Spicer, as we comprehend its brief, concedes Federated was obliged to provide a defense in the Jay suit only if Jay's complaint potentially or arguably stated a claim for "bodily injury" as defined in the garage policy, or a claim for "personal injury" as defined in the commercial umbrella liability policy. With respect to the latter policy, Spicer relies only on definition "(a)" of "personal injury," which defines such an injury as "bodily injury, sickness, disease, disability, shock, mental anguish and mental injury."

As noted earlier, Jay's complaint averred his action arose under the Age Discrimination in Employment Act, 29 U.S.C. §§ 621 to 634. One provision of the Act, § 623, makes it unlawful for an employer (as defined *194 by § 630(b) of the Act) to discharge any individual because of such individual's age. Another provision of the Act, § 626(b), provides that the Act shall be enforced in accordance with the powers, remedies, and procedures provided in 29 U.S.C. § 216 (except subsection (a) thereof), and that amounts owing to a person as a result of a violation of the Act shall be deemed to be unpaid minimum wages or unpaid overtime compensation for purposes of § 216.

29 U.S.C. § 216(b) provides that an employer liable for unpaid minimum wages or unpaid overtime compensation, as the case may be, shall also be liable in an additional equal amount as liquidated damages. However, § 626(b) provides that liquidated damages shall be payable only in cases of willful violations of the Act.

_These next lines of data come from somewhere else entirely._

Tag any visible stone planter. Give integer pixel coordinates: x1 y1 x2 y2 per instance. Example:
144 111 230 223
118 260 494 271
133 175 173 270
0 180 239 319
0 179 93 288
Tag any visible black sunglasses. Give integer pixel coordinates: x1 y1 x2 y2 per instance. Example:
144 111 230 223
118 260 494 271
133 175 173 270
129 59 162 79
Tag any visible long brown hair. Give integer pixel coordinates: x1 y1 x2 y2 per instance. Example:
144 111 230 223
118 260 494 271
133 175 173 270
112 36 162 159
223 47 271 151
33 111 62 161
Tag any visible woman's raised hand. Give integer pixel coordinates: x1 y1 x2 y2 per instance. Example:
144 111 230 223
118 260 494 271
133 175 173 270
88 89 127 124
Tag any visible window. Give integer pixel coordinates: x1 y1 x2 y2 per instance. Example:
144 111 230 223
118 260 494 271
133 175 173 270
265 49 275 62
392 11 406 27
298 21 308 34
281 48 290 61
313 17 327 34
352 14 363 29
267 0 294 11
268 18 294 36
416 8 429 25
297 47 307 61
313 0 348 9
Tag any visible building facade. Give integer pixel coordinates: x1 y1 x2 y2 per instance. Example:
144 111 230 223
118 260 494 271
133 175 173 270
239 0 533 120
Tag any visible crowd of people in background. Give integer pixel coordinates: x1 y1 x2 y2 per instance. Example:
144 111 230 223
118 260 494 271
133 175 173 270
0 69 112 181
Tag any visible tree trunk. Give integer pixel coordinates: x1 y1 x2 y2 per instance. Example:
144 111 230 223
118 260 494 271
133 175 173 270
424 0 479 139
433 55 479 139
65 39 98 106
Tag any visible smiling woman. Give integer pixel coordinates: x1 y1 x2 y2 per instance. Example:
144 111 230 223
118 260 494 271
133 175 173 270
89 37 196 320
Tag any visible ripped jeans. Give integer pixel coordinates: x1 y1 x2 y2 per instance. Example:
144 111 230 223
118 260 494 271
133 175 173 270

Spicer acknowledges that Jay's complaint alleged a loss of wages, but insists that inasmuch as Jay's prayer was for "monetary damages," the specific nature of Jay's claim against Spicer was "at best incomplete." Consequently, argues Spicer, the allegations of Jay's complaint were insufficient to demonstrate that his claim was either within or without the coverage of the policies in question. In such circumstances, says Spicer, Federated was obligated to provide a defense.

We disagree. Jay's complaint clearly pled that after his employment was terminated by Spicer he had not been steadily employed, and that such employment as he had obtained had been at a lesser salary. Nothing in the complaint could have potentially or arguably been construed as an averment that the termination of his employment caused Jay any bodily injury as defined by the garage policy, i.e., bodily injury, sickness or disease, or that the termination of his employment caused Jay any personal injury as defined by the commercial umbrella liability policy, i.e., bodily injury, sickness, disease, disability, shock, mental anguish or mental injury.

As there was no coverage under the garage policy absent bodily injury as defined therein, and no coverage under the commercial umbrella liability policy absent personal injury as defined therein, it is unnecessary to consider Spicer's contention that its termination of Jay's employment could potentially or arguably have fallen within the definition of "accident" in the garage policy, or within the definition of "occurrence" in the commercial umbrella liability policy. Spicer's first point is denied.

Spicer's second point is: "The trial court erred in granting judgment to [Federated] because there is an ambiguity between the primary policy and the umbrella policy with respect to insurance coverage of the allegations raised in [Jay's complaint] and such ambiguity must be interpreted in favor of [Spicer]."

As the point furnishes no hint as to what the alleged ambiguity is, we have searched the argument portion of Spicer's brief for a clue. As we deduce it, the import of Spicer's second point is that coverage under the commercial umbrella liability policy can exist only with respect to an "occurrence" not covered by underlying insurance. The garage policy, however, affords coverage for bodily injury caused by "accident," not by an "occurrence." Thus, says Spicer, "The act leading to coverage under the umbrella policy is susceptible to two different interpretations and is therefore ambiguous."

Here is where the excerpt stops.